4/05/2013

Planning diet for Pacific Islanders


New islanders who arrived around 3000 B.C. are believed to have introduced agriculture to the Pacific region. Bringing with them seeds and livestock from the Asian mainland, they planted and harvested crops and bred animals. They introduced foods including bananas, coconuts, sweet potatoes, yams, and breadfruit. The animals they brought with them included dogs, chickens, and pigs. 


Explorers from Europe in the 1500s brought more new foods to the islands. These included carrots, potatoes, turnips, beef cattle, and sheep. It took a long time until the Western world showed serious interest in the Pacific Islands. By 1900, however, the United States, France, Germany, and Britain all claimed control of islands in the Pacific. Over time, they made a lasting impact on the food customs of the islands they controlled. Cooking styles on the island of Tahiti, for example, continue to reflect a strong French influence.

The coconut, a common fruit grown in tropical regions, is a main dietary staple. Nearly all of the Pacific islanders use coconut milk as their main cooking ingredient. The starchy fruit of the breadfruit tree is another Pacific island staple. When it is cooked, it has a texture like bread (which is how the tree got its name). It can be peeled and eaten whole or mashed into a paste that is dipped into warm coconut milk.

The most commonly used spice in the Pacific islands is soy sauce. Gallon containers of it can be found in many households.

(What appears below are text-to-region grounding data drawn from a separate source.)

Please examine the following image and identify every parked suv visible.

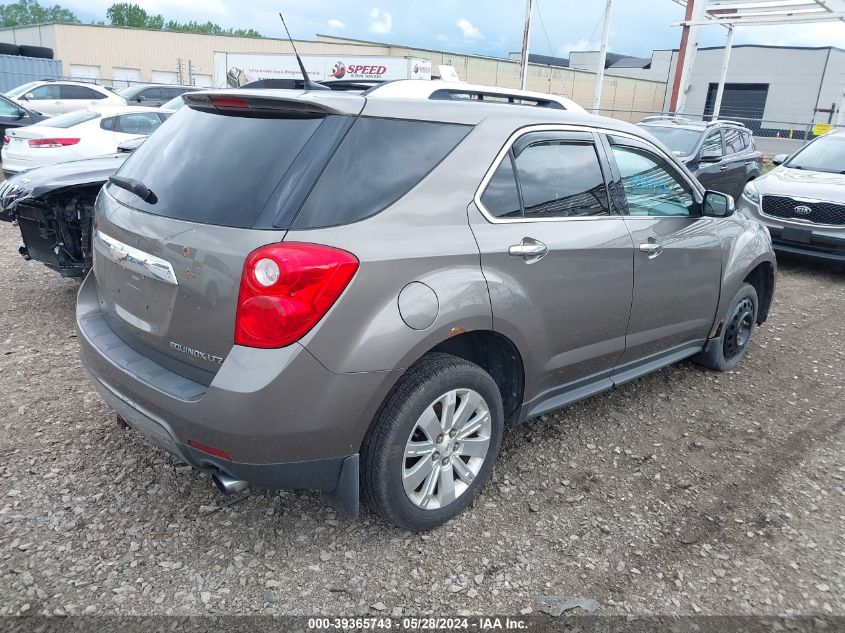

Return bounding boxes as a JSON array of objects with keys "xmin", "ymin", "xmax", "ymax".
[
  {"xmin": 738, "ymin": 129, "xmax": 845, "ymax": 261},
  {"xmin": 5, "ymin": 80, "xmax": 126, "ymax": 115},
  {"xmin": 638, "ymin": 117, "xmax": 762, "ymax": 200},
  {"xmin": 118, "ymin": 84, "xmax": 201, "ymax": 108},
  {"xmin": 77, "ymin": 83, "xmax": 776, "ymax": 530}
]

Seafood, particularly fish, has long been the primary dietary staple and source of protein for Pacific Islanders. Nearly 300 varieties of fish are found in the waters of Polynesia alone. Fish is typically eaten raw, poached, or grilled. Root vegetables and tubers, such as taro (also known as a cocoyam), sweet potatoes, and yams, are also central to the diet of the region. A wide variety of tropical fruits are also eaten in large quantities. These include bananas, plantains (similar bananas), mangoes, papayas, and pineapples. 



Common food choices associated within cultural group.


Grain group: rice and wheat products.

Vegetable group: arrowroot, bitter melon, burdock root, cabbage, carrot, cassava, daikon, eggplant, ferms, green peppers, horseradish, jute, kohlrabi, leeks lotus root, mustard greens, green onions, seaweed, spinach, squashes, sweet potato, taro, water chestnuts, yams.

Fruit group: acerola cherries, apples, apricot, avocado, banana, breadfruit, coconut, guava, jackfruit, kumquat, litchis, loquat, mango, melons, papaya, passion fruit, peach, pear, pineapple, plum, prune, strawberries, tamarind.

Milk, yogurt and cheese group: very little, if any, consumption.

Meat, fish, eggs and nuts group: beef, pork, chicken, duck, squab, turkey; a variety of fish, shellfish and legumes.

Fats and sweets group: butter, coconut oil, lard, sesame oil, vegetable oil; sugar.